Focal Spasticity	botulinum toxin Type A	Patients with Focal Spasticity who are treated with BOTOX® (botulinum toxin Type A) as prescribed according to standard of care in clinical practice.
Glabellar Lines	botulinum toxin Type A	Patients with moderate or severe Glabellar Lines who are treated with BOTOX® (botulinum toxin Type A) as prescribed according to standard of care in clinical practice.

Primary Outcome Measures

Name	Time	Method
Change From Baseline in the Investigator Assessment of Glabellar Line Severity Using a 4-point Scale	Pre-dose (Baseline), Post-dose (Up to 4 Years)	The Investigator assessed the severity of the patient's glabellar lines at maximum frown using the 4-point Facial Wrinkle Scale (FWS) where: 0=none, 1=mild, 2=moderate or 3=severe.
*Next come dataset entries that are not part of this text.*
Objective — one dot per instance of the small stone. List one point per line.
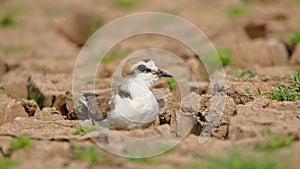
(30, 106)
(48, 114)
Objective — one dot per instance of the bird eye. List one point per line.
(141, 68)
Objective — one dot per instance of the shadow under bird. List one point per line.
(132, 104)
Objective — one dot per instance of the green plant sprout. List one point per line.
(7, 163)
(81, 130)
(114, 55)
(8, 16)
(171, 83)
(20, 142)
(294, 37)
(241, 73)
(237, 159)
(216, 60)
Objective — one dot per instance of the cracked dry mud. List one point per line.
(38, 54)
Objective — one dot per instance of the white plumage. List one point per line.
(132, 104)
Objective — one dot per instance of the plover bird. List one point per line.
(132, 104)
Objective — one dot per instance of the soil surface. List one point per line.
(40, 42)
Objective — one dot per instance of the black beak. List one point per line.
(161, 73)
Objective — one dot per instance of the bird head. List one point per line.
(148, 71)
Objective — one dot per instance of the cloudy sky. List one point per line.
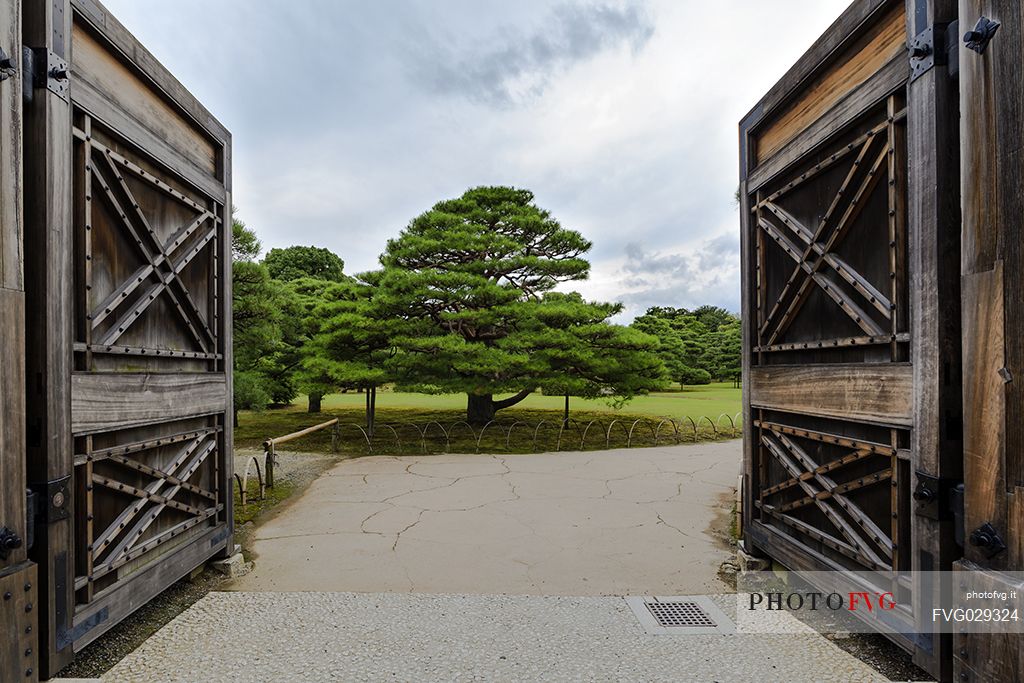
(350, 118)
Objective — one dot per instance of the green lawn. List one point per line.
(397, 409)
(711, 400)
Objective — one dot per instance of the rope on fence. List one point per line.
(724, 425)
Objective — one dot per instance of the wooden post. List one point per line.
(933, 231)
(992, 266)
(48, 250)
(268, 464)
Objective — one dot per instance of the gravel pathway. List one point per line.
(268, 637)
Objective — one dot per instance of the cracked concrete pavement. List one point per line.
(614, 522)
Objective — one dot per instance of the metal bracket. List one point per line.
(928, 49)
(44, 69)
(52, 500)
(977, 40)
(934, 496)
(9, 540)
(8, 67)
(986, 538)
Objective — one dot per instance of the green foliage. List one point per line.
(469, 288)
(352, 341)
(297, 262)
(245, 244)
(256, 321)
(693, 377)
(250, 391)
(695, 346)
(299, 275)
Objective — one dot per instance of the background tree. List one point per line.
(352, 343)
(467, 281)
(296, 262)
(300, 273)
(696, 346)
(724, 357)
(256, 321)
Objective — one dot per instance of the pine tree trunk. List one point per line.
(479, 409)
(372, 415)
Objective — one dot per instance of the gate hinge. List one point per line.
(986, 538)
(934, 496)
(51, 500)
(933, 47)
(45, 69)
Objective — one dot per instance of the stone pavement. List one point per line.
(305, 637)
(486, 567)
(613, 522)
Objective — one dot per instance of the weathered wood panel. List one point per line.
(828, 279)
(127, 298)
(871, 393)
(861, 61)
(10, 150)
(12, 514)
(991, 145)
(933, 211)
(94, 65)
(984, 403)
(102, 401)
(18, 654)
(49, 304)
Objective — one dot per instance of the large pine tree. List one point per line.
(470, 284)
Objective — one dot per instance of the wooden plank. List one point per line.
(933, 239)
(92, 15)
(18, 651)
(93, 101)
(102, 401)
(876, 393)
(889, 79)
(992, 264)
(10, 151)
(93, 63)
(798, 557)
(848, 28)
(134, 591)
(885, 41)
(984, 408)
(49, 309)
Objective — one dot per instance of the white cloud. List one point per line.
(351, 118)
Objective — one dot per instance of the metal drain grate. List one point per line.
(680, 614)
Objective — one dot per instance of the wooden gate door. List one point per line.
(131, 323)
(17, 575)
(844, 354)
(992, 256)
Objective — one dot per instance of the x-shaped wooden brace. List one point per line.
(174, 475)
(819, 489)
(813, 254)
(158, 264)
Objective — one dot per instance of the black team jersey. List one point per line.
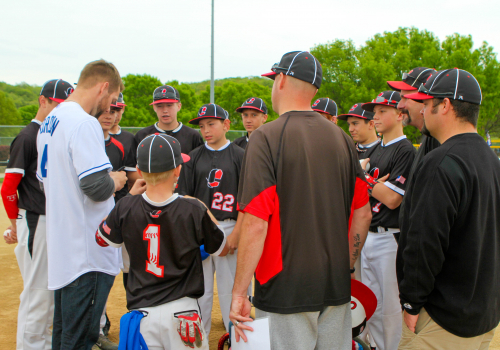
(213, 177)
(119, 157)
(299, 174)
(23, 160)
(396, 159)
(163, 241)
(448, 258)
(127, 140)
(189, 138)
(242, 141)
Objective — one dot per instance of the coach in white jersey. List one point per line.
(74, 170)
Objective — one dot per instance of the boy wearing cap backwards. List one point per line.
(327, 108)
(447, 264)
(390, 165)
(253, 114)
(165, 278)
(27, 217)
(167, 103)
(212, 175)
(362, 130)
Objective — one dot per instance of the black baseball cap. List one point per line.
(325, 105)
(385, 98)
(412, 80)
(358, 112)
(57, 90)
(165, 94)
(299, 64)
(253, 103)
(456, 84)
(158, 153)
(119, 102)
(210, 110)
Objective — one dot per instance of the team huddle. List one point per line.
(295, 206)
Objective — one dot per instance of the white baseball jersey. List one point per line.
(70, 146)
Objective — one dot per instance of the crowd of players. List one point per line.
(293, 203)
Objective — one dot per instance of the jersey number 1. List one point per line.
(152, 234)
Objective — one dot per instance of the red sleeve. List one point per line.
(9, 194)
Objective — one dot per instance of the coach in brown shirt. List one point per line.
(295, 191)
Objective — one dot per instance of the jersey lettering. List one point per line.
(152, 234)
A negative change from Baseline indicated improvement.
Number of Patients With Adverse Events (AEs) and Serious Adverse Drug Reactions (SADRs)	4 Years	An AE was defined as any undesirable changes in medical findings (including laboratory test findings) identified during medical examinations as well as AEs associated with the study drug application that occurred during or after administration of the study drug, regardless of causal relationship to the study drug. A SADR was any drug reaction that: resulted in death or was life threatening, required hospitalization or prolonged hospitalization, caused persistent or significant disability/incapacity, caused a congenital anomaly/birth defect or other medically important event.
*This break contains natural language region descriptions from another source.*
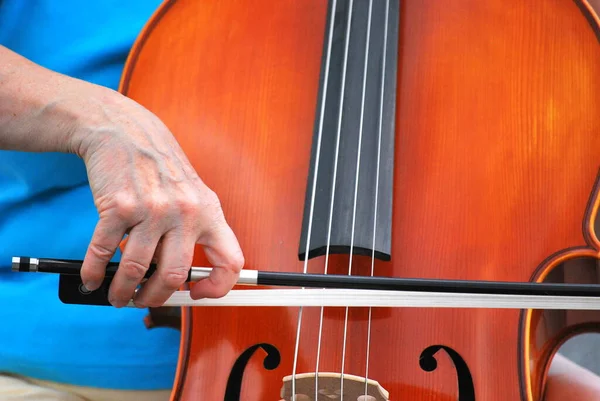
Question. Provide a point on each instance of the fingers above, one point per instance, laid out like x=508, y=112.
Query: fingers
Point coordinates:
x=173, y=264
x=137, y=256
x=105, y=240
x=224, y=253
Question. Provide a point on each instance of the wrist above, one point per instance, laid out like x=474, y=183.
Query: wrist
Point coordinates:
x=40, y=110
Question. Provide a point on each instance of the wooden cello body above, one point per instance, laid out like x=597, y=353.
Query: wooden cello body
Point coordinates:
x=473, y=154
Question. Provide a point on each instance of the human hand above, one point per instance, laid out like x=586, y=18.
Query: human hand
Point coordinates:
x=144, y=185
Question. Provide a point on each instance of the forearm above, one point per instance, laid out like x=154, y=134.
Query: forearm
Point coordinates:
x=37, y=106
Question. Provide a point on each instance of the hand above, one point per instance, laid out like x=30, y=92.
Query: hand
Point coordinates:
x=144, y=185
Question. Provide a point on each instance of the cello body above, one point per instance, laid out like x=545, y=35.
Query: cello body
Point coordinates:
x=490, y=126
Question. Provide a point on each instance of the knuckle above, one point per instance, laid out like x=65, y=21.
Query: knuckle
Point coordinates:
x=132, y=270
x=174, y=277
x=126, y=206
x=100, y=251
x=157, y=205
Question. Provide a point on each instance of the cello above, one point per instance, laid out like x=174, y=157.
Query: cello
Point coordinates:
x=455, y=140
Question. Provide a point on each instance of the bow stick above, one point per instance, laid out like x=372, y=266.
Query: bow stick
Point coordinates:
x=364, y=291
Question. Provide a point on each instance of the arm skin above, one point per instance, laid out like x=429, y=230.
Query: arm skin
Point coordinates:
x=141, y=180
x=569, y=381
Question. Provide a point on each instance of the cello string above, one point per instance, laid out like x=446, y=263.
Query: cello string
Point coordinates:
x=358, y=157
x=379, y=129
x=335, y=169
x=314, y=188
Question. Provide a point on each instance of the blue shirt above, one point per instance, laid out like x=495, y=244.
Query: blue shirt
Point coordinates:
x=47, y=210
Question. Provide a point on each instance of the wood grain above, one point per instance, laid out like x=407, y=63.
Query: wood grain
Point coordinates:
x=497, y=155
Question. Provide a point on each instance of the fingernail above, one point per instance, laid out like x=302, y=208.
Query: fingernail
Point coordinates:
x=117, y=303
x=92, y=285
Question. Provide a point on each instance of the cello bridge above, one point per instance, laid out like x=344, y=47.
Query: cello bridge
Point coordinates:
x=355, y=388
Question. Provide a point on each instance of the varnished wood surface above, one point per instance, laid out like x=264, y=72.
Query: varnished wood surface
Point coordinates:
x=497, y=154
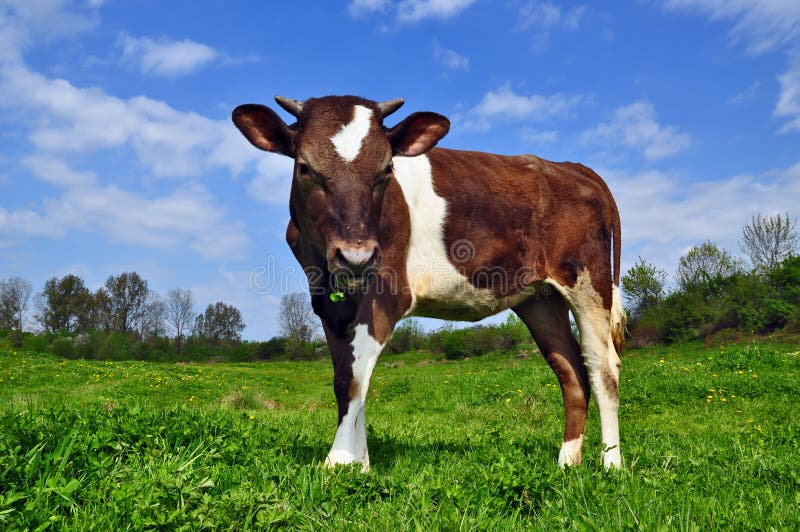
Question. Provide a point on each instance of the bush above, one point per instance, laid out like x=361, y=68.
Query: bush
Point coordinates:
x=408, y=336
x=36, y=343
x=273, y=348
x=480, y=339
x=118, y=346
x=64, y=347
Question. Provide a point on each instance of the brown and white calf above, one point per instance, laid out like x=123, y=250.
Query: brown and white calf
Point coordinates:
x=401, y=228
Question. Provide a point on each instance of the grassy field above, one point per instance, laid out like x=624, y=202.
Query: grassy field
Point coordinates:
x=709, y=438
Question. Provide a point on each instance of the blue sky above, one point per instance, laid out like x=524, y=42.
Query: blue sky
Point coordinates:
x=117, y=152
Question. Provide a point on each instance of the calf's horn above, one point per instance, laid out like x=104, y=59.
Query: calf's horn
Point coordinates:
x=390, y=106
x=292, y=106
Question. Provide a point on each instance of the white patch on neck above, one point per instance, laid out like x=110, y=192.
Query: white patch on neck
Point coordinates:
x=431, y=276
x=348, y=139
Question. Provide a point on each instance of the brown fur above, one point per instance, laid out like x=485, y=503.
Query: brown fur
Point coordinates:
x=526, y=218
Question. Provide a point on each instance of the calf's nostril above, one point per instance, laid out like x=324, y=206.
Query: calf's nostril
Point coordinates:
x=358, y=258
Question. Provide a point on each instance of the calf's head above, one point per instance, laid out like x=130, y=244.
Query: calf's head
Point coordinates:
x=343, y=164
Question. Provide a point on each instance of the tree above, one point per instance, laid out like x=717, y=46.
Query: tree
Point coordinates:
x=153, y=316
x=643, y=287
x=704, y=263
x=297, y=323
x=768, y=240
x=14, y=296
x=65, y=305
x=408, y=335
x=180, y=313
x=296, y=318
x=127, y=295
x=220, y=323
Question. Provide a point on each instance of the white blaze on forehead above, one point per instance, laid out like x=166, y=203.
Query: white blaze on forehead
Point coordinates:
x=349, y=138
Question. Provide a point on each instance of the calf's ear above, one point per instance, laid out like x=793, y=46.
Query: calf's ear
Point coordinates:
x=418, y=133
x=264, y=128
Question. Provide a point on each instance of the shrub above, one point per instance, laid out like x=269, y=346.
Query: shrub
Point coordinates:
x=273, y=348
x=64, y=347
x=407, y=336
x=36, y=343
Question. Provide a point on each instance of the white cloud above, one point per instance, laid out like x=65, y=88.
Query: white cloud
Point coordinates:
x=166, y=57
x=635, y=126
x=22, y=21
x=534, y=136
x=788, y=105
x=410, y=10
x=747, y=94
x=273, y=180
x=358, y=8
x=505, y=105
x=450, y=59
x=764, y=24
x=56, y=172
x=416, y=10
x=541, y=18
x=170, y=143
x=680, y=214
x=186, y=216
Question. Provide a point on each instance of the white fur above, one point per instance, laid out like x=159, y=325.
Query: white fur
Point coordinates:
x=570, y=453
x=599, y=355
x=432, y=277
x=349, y=138
x=350, y=443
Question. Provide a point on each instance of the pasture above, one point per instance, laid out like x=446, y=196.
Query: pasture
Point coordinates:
x=709, y=438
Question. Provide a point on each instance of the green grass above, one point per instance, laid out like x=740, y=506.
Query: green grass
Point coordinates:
x=709, y=438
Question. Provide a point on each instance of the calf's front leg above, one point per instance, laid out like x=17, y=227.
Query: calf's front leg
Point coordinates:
x=354, y=357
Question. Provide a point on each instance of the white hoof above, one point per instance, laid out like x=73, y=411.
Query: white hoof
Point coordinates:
x=612, y=459
x=570, y=454
x=341, y=457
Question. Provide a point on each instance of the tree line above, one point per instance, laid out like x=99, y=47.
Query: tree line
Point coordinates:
x=124, y=318
x=717, y=294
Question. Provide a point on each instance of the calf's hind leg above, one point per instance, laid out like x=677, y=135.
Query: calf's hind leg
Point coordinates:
x=547, y=318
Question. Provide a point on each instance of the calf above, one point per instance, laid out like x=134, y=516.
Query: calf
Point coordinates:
x=387, y=226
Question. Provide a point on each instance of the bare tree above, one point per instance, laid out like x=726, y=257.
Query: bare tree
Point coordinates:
x=296, y=319
x=705, y=262
x=643, y=287
x=220, y=323
x=180, y=314
x=65, y=304
x=14, y=296
x=153, y=316
x=768, y=240
x=127, y=295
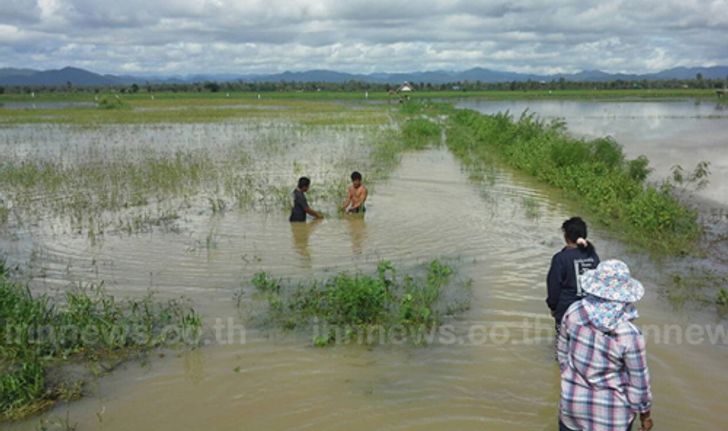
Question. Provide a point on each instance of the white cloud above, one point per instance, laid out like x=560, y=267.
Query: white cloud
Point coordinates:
x=257, y=36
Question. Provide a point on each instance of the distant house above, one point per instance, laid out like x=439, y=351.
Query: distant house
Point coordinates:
x=405, y=88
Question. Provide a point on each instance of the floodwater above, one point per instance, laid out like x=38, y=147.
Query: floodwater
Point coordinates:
x=669, y=133
x=497, y=374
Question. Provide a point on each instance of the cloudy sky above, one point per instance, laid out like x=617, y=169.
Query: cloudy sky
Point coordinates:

Change From Baseline in the Hyperhidrosis Disease Severity Scale (HDSS) Using a 4-Point Scale	Pre-dose (Baseline), Post-dose (Up to 4 Years)	Participants assessed their underarm sweat using the 4-point HDSS where: 1=Never noticeable and never interferes with my daily activities, 2=Tolerable but sometimes interferes with my daily activities, 3=Barely tolerable and frequently interferes with my daily activities or 4=Intolerable and always interferes with my daily activities. A negative change from Baseline indicated improvement.
Change From Baseline in the Modified Ashworth Scale (MAS) Using a 6-Point Scale	Pre-dose (Baseline), Post-dose (Up to 4 Years)	The MAS assessed the degree of muscle tone during movement of the upper limbs compared to normal muscle tone using a 6-point scale at where: 0=no increase in muscle tone, 1=Slight increase in muscle tone manifested by a catch and release or by minimal resistance at the end of the range of motion when the part is moved, 1+=Slight increase in muscle tone manifested by a catch followed by minimal resistance throughout the remainder of the range of motion, 2=Marked increase in muscle tone through most of the range of motion but affected part easily moved, 3=Considerable increase in muscle tone passive movement difficult or 4=Affected part rigid in movement or extension. A low score indicated little or no stiffness (best). A high score indicated severe stiffness (worse). A negative change from Baseline indicated improvement.